Sugarclaws Admin
Posts : 208 Join date : 2011-02-05
| Subject: Plastic Surgery As Art Thu Nov 08, 2012 6:48 am | |
| http://www.quinnnorton.com/said/?p=48Some excerpts:
- A woman who befriended me near the tummy tuck and boob job display said
of the tucking and boobing surgeon, “He likes to cut up women.” There was a cut up quality to his choices of pictures- all headless and legless torsos, each with a scar that looked like the curve of a valley on a far horizon stretching between their hips, where the pouches they had carried their children in had been cut away. When he made his women into art, he made it so they had no heads to think or express, or legs to run. But he clearly made his women as Perfected as he could, as his canvas would allow. He made saggy breasts cartoonish in their constructed opposition to gravity, and pulled the skin back from their belly buttons aggressively. It reminded me of Hello Kitty, iconically and algorithmically pleasing, and mouthless.

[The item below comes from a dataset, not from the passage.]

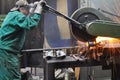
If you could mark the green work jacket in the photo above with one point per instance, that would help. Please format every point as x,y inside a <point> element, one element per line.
<point>14,28</point>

- I also found myself shopping. No matter how you feel about your body,
you start remaking it a bit looking at this kind of surgery photography. It’s a little like how you begin to mentally redecorate your house when reading a certain type of magazine. You just do.
- I can say for sure, despite the criticisms of team imPerfect, the
Surgically Perfected Woman were not spineless and compliant creatures. They strutted, proud of what they were, showing off the breasts and lips doctors had created for them with no shame. And it made sense, why work so hard on your appearance only to be ashamed? I could admire them as having taken a stand to inhabit a cultural norm with as much fury and conscious determination as the extreme modders with their facial tattoos, horns, and metal studs had taken their stand to reject it.
What was your stance on plastic surgery prior to this article? Has anything changed after reading it? Would you ever? Where/why?